I left Katie (my wife) to give Toki her meds, as she's gotten quite good at it recently. When I came back, she said that she had no luck force feeding, but instead Toki actually licked all the medicine directly off her finger  This is the first time she's done so, and also I had her out for a bit, and she climbed up on my shoulder for the first time in about a week 

She couldn't get down though, so I had to help her - she's regained her desire to do stuff, but not quite the energy to pull it off


----------



## alexn (Sep 30, 2012)

Update time.

Toki... Well, she's nether better nor worse, really. We've had her actually taking the Septrin for the past week or so, and she hasn't really improved. She is eating, but not much - it looks to me that she's struggling with it, and I'm starting to wonder if its something to do with her esophagus rather than lungs. She is still breathing hard, and today started making the gurgling noise again.

This afternoon she's going back to the vet, and will most likely have an X-ray to identify what exactly the problem is. I won't be taking her as I have work, so my wife will be instead.

Its expensive, and I personally do fear that it won't really help, but then again it'd be nice to get a more exact diagnosis. 

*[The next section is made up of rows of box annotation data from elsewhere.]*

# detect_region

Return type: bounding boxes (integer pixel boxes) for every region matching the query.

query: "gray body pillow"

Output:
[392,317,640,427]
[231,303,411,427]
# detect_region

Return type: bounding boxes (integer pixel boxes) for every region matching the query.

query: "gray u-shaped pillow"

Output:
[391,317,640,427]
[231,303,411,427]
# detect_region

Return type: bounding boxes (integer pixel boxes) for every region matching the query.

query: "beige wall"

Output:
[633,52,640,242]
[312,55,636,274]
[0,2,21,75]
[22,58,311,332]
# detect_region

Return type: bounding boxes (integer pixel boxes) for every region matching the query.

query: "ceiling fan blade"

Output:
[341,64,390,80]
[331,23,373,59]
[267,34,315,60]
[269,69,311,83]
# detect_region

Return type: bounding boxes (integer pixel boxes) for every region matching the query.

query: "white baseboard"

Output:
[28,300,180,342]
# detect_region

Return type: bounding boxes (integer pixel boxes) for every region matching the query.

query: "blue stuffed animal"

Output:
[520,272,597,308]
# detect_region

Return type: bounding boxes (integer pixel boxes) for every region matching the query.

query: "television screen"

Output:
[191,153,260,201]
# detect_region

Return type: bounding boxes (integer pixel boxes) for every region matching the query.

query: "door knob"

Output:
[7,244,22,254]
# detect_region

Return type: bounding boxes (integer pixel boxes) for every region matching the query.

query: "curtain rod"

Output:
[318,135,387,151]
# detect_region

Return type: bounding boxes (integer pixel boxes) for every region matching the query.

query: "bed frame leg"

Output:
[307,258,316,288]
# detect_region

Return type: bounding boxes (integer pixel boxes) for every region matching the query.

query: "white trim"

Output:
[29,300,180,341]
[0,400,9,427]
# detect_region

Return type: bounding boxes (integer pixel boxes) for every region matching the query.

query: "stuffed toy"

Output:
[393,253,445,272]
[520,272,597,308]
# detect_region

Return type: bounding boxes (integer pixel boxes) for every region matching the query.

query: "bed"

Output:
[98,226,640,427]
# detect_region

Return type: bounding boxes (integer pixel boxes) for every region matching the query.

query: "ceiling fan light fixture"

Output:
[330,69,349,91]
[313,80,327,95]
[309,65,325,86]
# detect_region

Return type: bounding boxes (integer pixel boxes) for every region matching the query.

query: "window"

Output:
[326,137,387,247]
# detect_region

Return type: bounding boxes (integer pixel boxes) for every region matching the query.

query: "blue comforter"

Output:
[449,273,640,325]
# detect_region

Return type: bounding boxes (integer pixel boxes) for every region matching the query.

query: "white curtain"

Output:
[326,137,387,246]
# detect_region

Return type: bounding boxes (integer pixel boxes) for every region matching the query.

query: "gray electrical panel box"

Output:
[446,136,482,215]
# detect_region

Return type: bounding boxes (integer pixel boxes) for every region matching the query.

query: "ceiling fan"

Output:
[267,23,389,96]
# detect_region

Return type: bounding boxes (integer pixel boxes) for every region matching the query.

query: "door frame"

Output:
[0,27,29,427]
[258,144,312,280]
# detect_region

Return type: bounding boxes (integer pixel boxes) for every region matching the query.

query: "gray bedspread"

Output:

If I said I wasn't worried about the anesthetic, I'd be lying. Fingers crossed I don't get a teary phone call around 5pm  

Sent from Petguide.com Free App


----------



## bbrats (Jan 21, 2013)

I hope all goes well with Toki at the vet! I'm sure the anesthetic will be fine too  Just look at it this way. The xray is going to be able to see what is wrong with her so you can fix it and get her back on the way to being her old self again! Wishing Toki all the best, and as always keep us updated on how it goes.


----------



## Sugapot (Mar 3, 2013)

Get Well Toki!!


----------



## PurpleGirl (Oct 12, 2012)

Best of luck to Toki from my household!


----------



## ratclaws (Nov 11, 2012)

She looks like my girlfriend's girl Hazel. I had some Septrin before and it didn't help at all; I don't think it's very good on rats. Best wishes for the vet visit.


----------



## alexn (Sep 30, 2012)

Well, Toki is still with us 

Weird results from the X-ray though. Her lungs are fine... But her heart isn't. Its enlarged, and pushing against her windpipe :/ she's on some new meds now, so fingers crossed 

Sent from Petguide.com Free App


----------



## Eden10 (Aug 11, 2012)

Best wishes for your baby...I know how you feel, have been worried sick over my fur baby, Lucifer & still am actually!


----------



## alexn (Sep 30, 2012)

Thanks  just got home, and my wife has been cuddling her for the past 3 hours. She's still very sleepy, VERY thirsty, and also the hungriest she's been in a while.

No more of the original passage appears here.